Kirk Palmer

Personal information
- Full name: Kirk Palmer
- National team: Australia
- Born: 12 October 1986 (age 39) Central Coast (New South Wales)
- Height: 1.94 m (6 ft 4 in)
- Weight: 87 kg (192 lb)

Sport
- Sport: Swimming
- Strokes: Freestyle
- Club: Barker Aquatic Swim Club

Medal record
Men's swimming
Representing Australia
Olympic Games
| Bronze medal – third place | 2008 Beijing | 4×200 m freestyle |
World Championships (LC)
| Bronze medal – third place | 2009 Rome | 4×200 m freestyle |
World Championships (SC)
| Gold medal – first place | 2008 Manchester | 4×200 m freestyle |
| Silver medal – second place | 2008 Manchester | 200 m freestyle |

= Kirk Palmer =

Australian swimmer

Kirk Palmer (born 12 October 1986) is an Australian freestyle swimmer and an Australian Institute of Sport scholarship holder.

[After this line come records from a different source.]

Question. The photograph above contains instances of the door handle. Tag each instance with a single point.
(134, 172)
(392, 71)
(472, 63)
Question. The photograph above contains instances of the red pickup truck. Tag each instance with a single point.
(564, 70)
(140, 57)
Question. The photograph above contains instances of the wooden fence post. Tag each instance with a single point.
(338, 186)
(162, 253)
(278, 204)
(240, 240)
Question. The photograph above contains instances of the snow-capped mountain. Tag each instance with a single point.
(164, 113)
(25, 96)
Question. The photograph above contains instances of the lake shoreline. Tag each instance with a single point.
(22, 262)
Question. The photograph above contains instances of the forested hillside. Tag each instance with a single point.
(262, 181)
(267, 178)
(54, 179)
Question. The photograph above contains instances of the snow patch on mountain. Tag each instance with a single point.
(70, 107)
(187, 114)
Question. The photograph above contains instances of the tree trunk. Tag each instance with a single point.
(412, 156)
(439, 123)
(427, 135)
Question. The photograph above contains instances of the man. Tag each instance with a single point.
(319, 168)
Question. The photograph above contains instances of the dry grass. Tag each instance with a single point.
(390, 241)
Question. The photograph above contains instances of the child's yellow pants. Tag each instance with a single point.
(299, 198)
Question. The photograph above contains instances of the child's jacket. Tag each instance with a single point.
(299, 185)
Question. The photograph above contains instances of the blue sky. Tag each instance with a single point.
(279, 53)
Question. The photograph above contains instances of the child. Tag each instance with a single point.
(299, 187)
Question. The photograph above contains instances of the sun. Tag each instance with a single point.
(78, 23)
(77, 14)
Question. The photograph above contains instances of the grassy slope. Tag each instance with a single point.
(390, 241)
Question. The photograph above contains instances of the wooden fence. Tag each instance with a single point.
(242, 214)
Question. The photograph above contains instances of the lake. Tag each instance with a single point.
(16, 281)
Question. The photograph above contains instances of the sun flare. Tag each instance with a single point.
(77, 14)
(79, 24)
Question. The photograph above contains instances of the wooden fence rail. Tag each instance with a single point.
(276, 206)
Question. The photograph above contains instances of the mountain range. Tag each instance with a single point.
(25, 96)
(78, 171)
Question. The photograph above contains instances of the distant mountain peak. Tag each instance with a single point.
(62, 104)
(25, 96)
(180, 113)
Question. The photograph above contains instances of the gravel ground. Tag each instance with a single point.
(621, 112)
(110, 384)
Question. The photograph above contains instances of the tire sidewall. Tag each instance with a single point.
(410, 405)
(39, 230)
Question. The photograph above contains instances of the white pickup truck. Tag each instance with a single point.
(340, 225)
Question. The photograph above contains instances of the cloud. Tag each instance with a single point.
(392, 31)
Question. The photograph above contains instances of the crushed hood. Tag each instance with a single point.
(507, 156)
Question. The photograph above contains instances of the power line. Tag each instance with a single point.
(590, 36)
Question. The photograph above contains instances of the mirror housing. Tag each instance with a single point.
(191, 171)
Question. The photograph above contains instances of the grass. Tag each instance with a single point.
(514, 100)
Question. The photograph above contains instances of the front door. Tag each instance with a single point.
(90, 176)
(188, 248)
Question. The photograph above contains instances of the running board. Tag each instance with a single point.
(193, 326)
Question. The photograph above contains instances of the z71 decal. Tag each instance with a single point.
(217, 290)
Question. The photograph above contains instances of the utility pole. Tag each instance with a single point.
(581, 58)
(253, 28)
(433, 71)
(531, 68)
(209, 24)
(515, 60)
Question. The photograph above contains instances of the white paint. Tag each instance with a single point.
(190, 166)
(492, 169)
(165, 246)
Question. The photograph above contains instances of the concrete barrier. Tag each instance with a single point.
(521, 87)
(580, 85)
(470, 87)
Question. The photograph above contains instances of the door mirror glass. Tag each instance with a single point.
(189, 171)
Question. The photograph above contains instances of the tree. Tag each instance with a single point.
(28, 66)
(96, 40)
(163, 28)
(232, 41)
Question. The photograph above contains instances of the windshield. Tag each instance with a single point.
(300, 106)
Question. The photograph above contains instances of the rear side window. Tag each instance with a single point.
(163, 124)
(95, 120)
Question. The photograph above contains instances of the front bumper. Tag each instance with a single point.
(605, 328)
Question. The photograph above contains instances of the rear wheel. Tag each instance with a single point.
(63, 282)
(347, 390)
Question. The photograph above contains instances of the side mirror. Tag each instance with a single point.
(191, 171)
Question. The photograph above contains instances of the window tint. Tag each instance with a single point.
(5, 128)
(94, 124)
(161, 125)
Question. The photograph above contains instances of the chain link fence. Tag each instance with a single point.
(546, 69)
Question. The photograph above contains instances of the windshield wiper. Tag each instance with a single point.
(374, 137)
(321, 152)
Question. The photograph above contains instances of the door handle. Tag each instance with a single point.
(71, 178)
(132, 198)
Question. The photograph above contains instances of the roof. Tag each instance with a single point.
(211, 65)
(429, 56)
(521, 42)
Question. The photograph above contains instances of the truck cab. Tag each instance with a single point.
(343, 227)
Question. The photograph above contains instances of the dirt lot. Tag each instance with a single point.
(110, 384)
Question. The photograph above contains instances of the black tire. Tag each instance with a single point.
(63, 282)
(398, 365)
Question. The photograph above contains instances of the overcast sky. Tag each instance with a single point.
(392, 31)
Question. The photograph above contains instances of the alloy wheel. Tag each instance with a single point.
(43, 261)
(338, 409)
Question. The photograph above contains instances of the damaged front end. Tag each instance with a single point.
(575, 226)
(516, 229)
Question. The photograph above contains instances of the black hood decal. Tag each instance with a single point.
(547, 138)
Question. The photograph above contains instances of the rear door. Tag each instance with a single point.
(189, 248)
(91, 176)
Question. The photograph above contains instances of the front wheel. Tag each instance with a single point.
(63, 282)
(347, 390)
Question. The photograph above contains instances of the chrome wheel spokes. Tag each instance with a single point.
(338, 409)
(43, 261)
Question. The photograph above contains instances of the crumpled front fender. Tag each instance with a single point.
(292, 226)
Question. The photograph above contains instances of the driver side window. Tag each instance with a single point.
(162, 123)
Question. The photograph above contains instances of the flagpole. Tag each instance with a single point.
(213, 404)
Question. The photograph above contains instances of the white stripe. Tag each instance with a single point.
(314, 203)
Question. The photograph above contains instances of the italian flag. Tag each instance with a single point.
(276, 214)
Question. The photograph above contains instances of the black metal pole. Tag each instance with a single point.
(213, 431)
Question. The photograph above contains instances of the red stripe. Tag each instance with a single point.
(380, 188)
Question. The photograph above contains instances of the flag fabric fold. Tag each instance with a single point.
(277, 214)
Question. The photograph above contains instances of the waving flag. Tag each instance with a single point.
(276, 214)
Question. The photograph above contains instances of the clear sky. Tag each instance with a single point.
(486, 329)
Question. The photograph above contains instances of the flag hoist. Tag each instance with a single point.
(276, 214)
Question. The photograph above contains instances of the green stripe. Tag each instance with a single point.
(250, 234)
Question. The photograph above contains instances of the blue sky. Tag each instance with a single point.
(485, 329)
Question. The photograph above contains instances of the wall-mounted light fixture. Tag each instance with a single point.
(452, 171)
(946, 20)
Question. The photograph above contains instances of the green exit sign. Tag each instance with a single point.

He was selected in the squad for the 4×200-metre freestyle relay for the 2008 Summer Olympics in Beijing. He helped Australia qualify sixth in the heats, but was dropped from the finals quartet to make way for Grant Hackett and Patrick Murphy. Australia took the bronze medal for its third-place finish in the final.

He was also a member of the Australian 4×200-metre freestyle relay team that broke the short course world record on 31 August 2007.